How to use your card when the 0% intro APR period ends
Once the APR on your card has ended, you’ll want to use it the same way you’d use a traditional credit card, with the goal of spending only what you can pay off at the end of each month. Do that and you won’t have to deal with the high interest rates you were trying to avoid in the first place.
Once the introductory offer ends, you may also decide not to use the card anymore. You’ll want to consider any potential rewards as well as the card’s annual fee (if it has one) in determining whether you want to keep it in your wallet.
One note: If the card does not have an annual fee and your credit history length is still limited, it may make sense to keep it open even if you’re not using it in order to avoid any potential short-term damage to your credit score by closing it. When you close a credit card, that account’s credit limit will no longer be factored into your credit utilization ratio, which makes up 30 percent of your FICO score.
Depending on what balances you carry on other credit cards you own, closing your 0 percent APR card could raise your credit utilization ratio and lower your score. To calculate your credit utilization ratio, use CreditCards.com’s credit utilization calculator.
Best cards for 0% intro APR
The best 0 percent intro APR card for you will depend on several factors, including which card you qualify for, the credit limit you need, the rewards or perks and the cost of fees. Some cards to consider include:
Wells Fargo Reflect Card
One of the cards with the longest intro periods on the market, Wells Fargo Reflect® Card offers up to 21 months from account opening of 0 percent APR on new purchases and qualifying balance transfers. In fact, the card starts off with 18 months from account opening of zero interest, then extends it by three months if you make the minimum payment on time each month during the intro period.
During the first 120 days, if you transfer a balance, the intro balance transfer fee, of $5 or 3 percent (whichever is greater), will apply. After 120 days, the balance transfer fee will be $5 or 5 percent (whichever is greater). After the introductory rate expires, the regular interest rate is variable and between 17.49 percent and 29.49 percent, depending on your credit and the prime rate. There is no annual fee.
Citi Diamond Preferred Card
The Citi® Diamond Preferred® Card also provides zero interest on both new purchases and balance transfers, though its balance transfer offer is longer. While its 0 percent intro APR on purchases lasts for 12 months, its 0 percent intro APR on balance transfers lasts for 21 months. However, the balance transfer must be performed within four months of account opening.

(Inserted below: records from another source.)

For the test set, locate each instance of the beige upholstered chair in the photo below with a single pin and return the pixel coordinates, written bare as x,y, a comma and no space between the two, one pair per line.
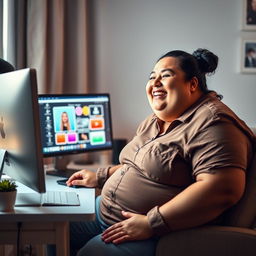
237,238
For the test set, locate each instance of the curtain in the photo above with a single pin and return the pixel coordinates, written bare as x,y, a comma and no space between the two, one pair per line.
51,36
1,28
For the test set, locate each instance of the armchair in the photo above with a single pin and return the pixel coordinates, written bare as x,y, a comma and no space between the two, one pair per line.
236,238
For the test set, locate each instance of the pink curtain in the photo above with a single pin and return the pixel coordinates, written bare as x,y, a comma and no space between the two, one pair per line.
51,36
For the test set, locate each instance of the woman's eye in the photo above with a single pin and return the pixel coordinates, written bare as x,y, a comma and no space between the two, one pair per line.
166,75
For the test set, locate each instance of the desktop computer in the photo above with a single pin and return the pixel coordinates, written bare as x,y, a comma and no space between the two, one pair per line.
20,139
73,124
49,125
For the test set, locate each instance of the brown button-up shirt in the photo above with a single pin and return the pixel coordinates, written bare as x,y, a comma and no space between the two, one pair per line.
155,168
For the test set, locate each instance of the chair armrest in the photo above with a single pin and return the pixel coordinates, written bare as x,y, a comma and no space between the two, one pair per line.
210,241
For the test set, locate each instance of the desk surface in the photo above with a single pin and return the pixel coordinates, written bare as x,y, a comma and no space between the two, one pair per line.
54,213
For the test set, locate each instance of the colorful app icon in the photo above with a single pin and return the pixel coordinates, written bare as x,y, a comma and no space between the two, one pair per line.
71,137
60,138
96,124
97,138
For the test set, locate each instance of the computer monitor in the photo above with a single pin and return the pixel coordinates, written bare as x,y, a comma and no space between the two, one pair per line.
20,142
74,123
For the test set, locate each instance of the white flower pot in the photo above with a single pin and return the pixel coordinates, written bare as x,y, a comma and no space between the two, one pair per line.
7,201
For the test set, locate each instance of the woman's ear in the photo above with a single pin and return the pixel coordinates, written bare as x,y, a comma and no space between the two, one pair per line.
193,84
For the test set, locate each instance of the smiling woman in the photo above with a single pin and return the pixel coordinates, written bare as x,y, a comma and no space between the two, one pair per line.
178,80
183,168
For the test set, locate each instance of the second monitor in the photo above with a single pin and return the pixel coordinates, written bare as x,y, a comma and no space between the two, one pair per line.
75,123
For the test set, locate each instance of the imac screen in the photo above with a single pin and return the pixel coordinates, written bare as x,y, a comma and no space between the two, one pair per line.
20,140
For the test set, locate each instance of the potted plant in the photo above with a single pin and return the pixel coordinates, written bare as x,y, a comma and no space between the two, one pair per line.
8,192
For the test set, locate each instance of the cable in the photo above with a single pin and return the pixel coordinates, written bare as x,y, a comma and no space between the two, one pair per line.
19,224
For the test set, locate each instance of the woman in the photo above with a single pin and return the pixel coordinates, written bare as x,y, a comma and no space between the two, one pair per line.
65,125
182,169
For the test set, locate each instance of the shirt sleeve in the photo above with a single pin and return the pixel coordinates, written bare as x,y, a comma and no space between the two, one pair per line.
221,144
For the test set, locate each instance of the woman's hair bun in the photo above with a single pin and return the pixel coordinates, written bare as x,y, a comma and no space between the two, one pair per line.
207,61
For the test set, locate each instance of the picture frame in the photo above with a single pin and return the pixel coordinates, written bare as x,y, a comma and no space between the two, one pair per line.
248,56
249,15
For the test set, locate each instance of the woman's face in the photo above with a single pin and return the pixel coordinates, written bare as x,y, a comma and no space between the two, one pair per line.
168,93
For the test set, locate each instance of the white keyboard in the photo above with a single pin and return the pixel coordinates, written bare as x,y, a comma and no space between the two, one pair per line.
60,198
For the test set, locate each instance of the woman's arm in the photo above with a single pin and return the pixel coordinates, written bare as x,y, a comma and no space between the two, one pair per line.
88,178
205,199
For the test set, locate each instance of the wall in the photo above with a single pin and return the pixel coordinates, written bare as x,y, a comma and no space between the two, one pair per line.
129,35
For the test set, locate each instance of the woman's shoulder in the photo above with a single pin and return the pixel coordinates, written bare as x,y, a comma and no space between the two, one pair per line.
146,123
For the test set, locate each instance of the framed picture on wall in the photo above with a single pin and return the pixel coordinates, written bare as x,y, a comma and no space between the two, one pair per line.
249,15
248,56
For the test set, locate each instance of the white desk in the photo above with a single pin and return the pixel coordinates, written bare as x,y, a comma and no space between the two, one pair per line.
46,225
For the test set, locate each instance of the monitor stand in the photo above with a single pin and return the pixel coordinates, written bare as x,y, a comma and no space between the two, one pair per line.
3,154
60,167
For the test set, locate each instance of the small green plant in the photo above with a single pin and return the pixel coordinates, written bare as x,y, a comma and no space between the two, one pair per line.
7,185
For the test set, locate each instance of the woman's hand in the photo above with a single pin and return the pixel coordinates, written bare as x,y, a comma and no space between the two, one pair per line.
135,227
83,178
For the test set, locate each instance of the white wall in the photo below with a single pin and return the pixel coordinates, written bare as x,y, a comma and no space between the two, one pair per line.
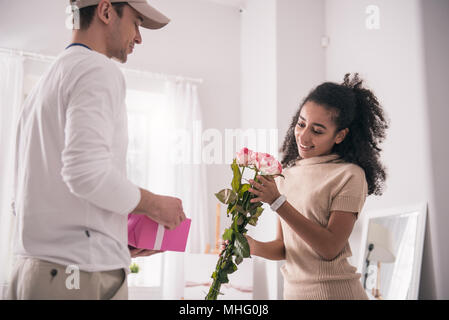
391,59
435,23
300,56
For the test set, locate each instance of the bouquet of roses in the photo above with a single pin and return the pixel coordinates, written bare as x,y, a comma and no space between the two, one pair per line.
242,211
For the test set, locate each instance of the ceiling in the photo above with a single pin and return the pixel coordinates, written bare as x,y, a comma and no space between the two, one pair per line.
232,3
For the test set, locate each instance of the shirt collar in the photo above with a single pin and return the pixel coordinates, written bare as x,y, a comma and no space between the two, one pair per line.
319,159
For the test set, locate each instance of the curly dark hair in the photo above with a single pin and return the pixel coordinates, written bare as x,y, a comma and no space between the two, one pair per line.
356,108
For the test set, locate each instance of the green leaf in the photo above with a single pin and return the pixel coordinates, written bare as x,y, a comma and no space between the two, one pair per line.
241,245
223,277
240,209
228,267
244,188
226,196
237,178
227,234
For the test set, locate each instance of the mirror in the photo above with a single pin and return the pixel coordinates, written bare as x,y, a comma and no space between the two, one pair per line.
391,252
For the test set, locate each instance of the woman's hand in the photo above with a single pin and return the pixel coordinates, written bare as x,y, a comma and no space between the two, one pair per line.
265,190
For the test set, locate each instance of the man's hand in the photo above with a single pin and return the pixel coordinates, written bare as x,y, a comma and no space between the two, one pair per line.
162,209
136,252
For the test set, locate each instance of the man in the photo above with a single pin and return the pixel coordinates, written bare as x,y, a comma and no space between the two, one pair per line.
72,197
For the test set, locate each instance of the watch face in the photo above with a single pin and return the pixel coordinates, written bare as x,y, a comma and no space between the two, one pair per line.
372,277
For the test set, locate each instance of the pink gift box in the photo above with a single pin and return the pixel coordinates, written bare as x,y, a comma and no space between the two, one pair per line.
144,233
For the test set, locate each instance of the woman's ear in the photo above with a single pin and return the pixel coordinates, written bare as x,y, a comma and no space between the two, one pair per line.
341,135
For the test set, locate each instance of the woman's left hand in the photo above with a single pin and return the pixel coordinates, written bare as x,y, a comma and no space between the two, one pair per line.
265,190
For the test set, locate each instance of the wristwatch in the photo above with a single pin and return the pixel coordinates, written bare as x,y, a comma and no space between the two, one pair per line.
278,202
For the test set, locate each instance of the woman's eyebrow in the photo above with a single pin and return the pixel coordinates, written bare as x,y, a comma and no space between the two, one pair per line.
314,123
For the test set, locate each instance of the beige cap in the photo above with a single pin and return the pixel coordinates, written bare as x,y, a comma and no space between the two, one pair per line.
152,18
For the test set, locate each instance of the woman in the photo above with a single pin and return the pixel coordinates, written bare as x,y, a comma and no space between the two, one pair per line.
331,155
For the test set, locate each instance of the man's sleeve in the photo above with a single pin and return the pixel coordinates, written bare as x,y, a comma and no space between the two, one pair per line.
88,168
351,192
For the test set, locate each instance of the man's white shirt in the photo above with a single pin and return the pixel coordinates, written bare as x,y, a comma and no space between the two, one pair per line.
72,196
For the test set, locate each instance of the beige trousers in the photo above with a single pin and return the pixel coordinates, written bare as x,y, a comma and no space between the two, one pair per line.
35,279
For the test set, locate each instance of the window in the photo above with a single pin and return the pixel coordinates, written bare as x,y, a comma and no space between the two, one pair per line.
149,124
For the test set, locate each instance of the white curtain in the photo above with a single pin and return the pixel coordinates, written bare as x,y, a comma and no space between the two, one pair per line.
190,178
11,95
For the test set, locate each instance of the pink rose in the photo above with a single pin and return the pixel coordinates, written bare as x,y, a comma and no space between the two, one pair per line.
246,157
267,164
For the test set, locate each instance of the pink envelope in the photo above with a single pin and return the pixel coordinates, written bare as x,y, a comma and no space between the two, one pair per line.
144,233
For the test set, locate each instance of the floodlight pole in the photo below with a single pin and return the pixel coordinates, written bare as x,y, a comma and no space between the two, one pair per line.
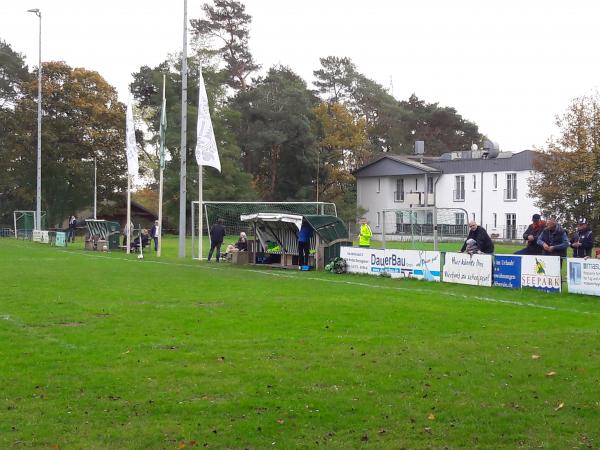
38,198
183,149
95,189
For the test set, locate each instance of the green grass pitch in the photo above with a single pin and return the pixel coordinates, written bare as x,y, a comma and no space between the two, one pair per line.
105,351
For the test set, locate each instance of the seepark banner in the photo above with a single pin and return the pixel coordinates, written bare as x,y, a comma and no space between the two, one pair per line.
397,263
464,268
541,272
507,271
583,276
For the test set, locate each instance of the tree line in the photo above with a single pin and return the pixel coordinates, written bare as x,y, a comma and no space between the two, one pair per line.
278,138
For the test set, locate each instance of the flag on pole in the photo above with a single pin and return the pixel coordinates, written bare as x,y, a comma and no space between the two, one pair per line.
163,129
131,146
206,146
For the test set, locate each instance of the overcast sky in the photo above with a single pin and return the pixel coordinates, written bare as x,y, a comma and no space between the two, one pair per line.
510,66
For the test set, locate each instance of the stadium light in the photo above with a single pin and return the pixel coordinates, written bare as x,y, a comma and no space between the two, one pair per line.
38,200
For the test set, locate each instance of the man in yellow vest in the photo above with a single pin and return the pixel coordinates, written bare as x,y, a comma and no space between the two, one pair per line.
364,238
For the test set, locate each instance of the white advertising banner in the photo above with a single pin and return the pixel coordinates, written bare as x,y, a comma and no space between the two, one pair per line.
468,269
413,264
363,260
541,272
583,276
40,236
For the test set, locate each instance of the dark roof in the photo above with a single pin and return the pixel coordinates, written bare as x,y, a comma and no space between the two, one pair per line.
517,162
393,165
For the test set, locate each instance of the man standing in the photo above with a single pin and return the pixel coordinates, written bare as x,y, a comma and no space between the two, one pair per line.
304,236
217,234
583,240
530,236
72,229
365,235
553,239
154,232
483,240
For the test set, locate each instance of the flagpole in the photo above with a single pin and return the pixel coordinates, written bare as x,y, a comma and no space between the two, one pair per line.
200,213
183,146
127,227
161,164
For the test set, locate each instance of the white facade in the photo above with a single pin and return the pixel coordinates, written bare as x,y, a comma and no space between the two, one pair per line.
497,200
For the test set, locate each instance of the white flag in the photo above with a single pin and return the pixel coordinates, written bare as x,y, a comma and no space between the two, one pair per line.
131,146
206,146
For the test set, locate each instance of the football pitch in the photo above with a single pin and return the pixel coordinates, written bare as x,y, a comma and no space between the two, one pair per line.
105,351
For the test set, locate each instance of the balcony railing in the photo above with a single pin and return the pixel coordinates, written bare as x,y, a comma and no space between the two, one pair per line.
459,196
510,195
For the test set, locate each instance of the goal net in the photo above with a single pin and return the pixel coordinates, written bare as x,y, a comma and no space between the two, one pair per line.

The balance transfer fee is either $5 or 5 percent of the balance transfer, whichever is greater. After the introductory rate expires, the regular interest rate is 17.49 percent to 28.24 percent variable, depending on your creditworthiness. There is no annual fee, but the card does not offer rewards.
Chase Freedom Unlimited
The Chase Freedom Unlimited® offers a 0 percent introductory rate on purchases and balance transfers for the first 15 months. After the introductory period ends, the regular interest rate is 19.24 percent to 27.99 percent variable. There is no annual fee, but you’ll have to pay a balance transfer fee of $5 or 3 percent of the amount of each transfer, whichever is greater, during the first 60 days.
The Chase Freedom Unlimited also offers bonus cash back in a few categories, including 5 percent back on travel purchased through Chase Ultimate Rewards and 3 percent on dining and drugstore purchases (1.5 percent on other purchases).
Credit cards with 0 percent intro APRs can be an excellent financial tool in some situations and save you from paying interest on large purchases or balance transfers. Still, it’s important to understand how they work and have a plan to pay off any balance during the introductory period in order to maximize your savings.